Skill-runner harness axis (#149 Codex)

The --transport axis above governs clauditor's own LLM-mediated calls (grade, extract, …). A separate axis — the skill-runner harness — picks which CLI runs the skill itself under SkillRunner.run. Today the default is ClaudeCodeHarness (subprocess to claude); #149 added CodexHarness (subprocess to codex exec --json); #151 wired the four-layer --harness {claude-code,codex,auto} precedence (CLI flag > CLAUDITOR_HARNESS env > EvalSpec.harness > auto).
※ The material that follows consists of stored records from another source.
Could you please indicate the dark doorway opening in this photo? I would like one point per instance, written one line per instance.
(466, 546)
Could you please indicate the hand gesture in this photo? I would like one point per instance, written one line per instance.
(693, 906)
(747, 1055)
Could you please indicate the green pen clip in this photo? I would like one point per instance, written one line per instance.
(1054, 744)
The harness axis is independent of the grader transport: an eval can declare it runs under Codex while the grader still uses Claude.

Axis Selects Today Knob
Grader transport (this doc) API path for call_anthropic auto (CLI when claude on PATH) --transport, CLAUDITOR_TRANSPORT, EvalSpec.transport
Skill-runner harness SkillRunner.harness instance auto (resolves to ClaudeCodeHarness when claude is on PATH, else CodexHarness) --harness on validate/grade/capture/run, CLAUDITOR_HARNESS env, EvalSpec.harness (#151)

Codex parses NDJSON differently from Claude — see Codex stream-JSON schema for the event-type matrix, failure surface, auth precedence, harness_metadata keys, and operational gotchas. CodexHarness lives in src/clauditor/_harnesses/_codex.py (private; not exported from _harnesses/__init__.py) and is constructed by passing SkillRunner(harness=CodexHarness(...)).